The first 350 people who visit the UMass Chan Growing Green table and fill up their Earth Day card by visiting six other displays that day will win a set of compact, reusable utensils to keep in a backpack or lunch bag to use instead of disposable utensils.

Also new this year is the “turn in your bin” contest to promote recycling. UMass Chan Medical School staff or students who come to the Earth Day event and give up their desk-side trash bin, will be entered in a drawing to win a month of free premium parking.

“It would be great if at the end of the day we have a small mountain of trash bins stacked up,” said Suzanne Wood, sustainability and energy manager at UMass Chan.

The contest is an extension of the centralized trash initiative that began as a pilot program at the LRB last summer. Starting on the third floor, office trash bins were removed, leaving only blue recycling bins in place. Centralized trash bins were installed in a couple of locations on the floor. By design, the experiment kept recycling at hand, but throwing something away required getting up and walking down the hall.

 “We want people to think twice before they throw something away,” said Bill Tsaknopoulos, director of auxiliary services at UMass Chan who manages the campus recycling and trash disposal programs.  “Most of what we use at our desks is recyclable, but too often we get in the habit of just throwing stuff in the trash.”
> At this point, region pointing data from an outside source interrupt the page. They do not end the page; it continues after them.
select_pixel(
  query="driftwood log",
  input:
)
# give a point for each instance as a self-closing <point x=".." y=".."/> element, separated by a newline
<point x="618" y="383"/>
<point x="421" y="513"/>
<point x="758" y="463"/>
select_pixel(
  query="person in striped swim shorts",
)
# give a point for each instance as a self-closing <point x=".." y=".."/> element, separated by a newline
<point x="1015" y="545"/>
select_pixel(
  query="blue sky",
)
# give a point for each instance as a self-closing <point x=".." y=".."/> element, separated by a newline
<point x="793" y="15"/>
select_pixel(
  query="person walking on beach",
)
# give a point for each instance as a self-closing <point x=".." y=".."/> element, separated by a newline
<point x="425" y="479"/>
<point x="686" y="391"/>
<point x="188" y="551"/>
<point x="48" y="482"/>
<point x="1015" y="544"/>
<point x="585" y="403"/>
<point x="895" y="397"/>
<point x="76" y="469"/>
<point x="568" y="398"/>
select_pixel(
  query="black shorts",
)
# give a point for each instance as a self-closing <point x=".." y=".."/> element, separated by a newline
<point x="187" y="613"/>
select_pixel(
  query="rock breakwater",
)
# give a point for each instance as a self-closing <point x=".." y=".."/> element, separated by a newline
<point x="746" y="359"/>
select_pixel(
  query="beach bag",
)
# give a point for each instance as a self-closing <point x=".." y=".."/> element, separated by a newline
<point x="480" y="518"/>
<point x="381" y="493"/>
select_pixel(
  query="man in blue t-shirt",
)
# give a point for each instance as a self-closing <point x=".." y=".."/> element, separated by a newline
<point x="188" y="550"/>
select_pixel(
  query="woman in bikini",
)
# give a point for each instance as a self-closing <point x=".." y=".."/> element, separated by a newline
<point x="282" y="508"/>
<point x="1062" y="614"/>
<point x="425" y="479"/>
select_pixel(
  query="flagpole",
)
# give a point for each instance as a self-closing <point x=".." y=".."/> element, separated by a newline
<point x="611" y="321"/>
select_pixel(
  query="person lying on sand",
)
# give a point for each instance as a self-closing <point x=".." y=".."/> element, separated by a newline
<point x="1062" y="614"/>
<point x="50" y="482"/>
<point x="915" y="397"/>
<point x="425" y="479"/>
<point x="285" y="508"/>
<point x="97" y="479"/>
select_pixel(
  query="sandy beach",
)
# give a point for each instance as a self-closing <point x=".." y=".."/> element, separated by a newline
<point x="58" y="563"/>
The pilot program at the LRB spread to several floors and over the first six months of the experiment, the recycling rate jumped eight points, moving from 12 to 20 percent of waste stream volume for the whole building even though only a fraction of the offices had moved to centralized trash.

“Eventually, we wantto make this a campus-wide program, but people don’t have to wait until their department or center is officially included. Anyone can volunteer to do their part now, and turn in their desk side bin on Earth Day,” Tsaknopoulos said.

At the end of the Earth Day event, one person who turned in their bin will be picked for a month of free premium parking—either on the first floor of the employee garage on campus, or in designated premium spots at the South Street Shrewsbury facility. 

The electronics collection will take place in the Pine Tree parking lot. Staff from E.L.Harvey & Sons, the campus’s waste management contractor, will collect almost any electronic device, with the exception of televisions, CRT computer monitors, air conditioners or dehumidifiers—those items will not be accepted. Most other electronic items will be taken free of charge.

“It’s fun that our event coincides with the actual Earth Day this year, so I hope that’s a little extra motivation for people to come and do their part to promote sustainability on campus and in their daily lives,” Wood said.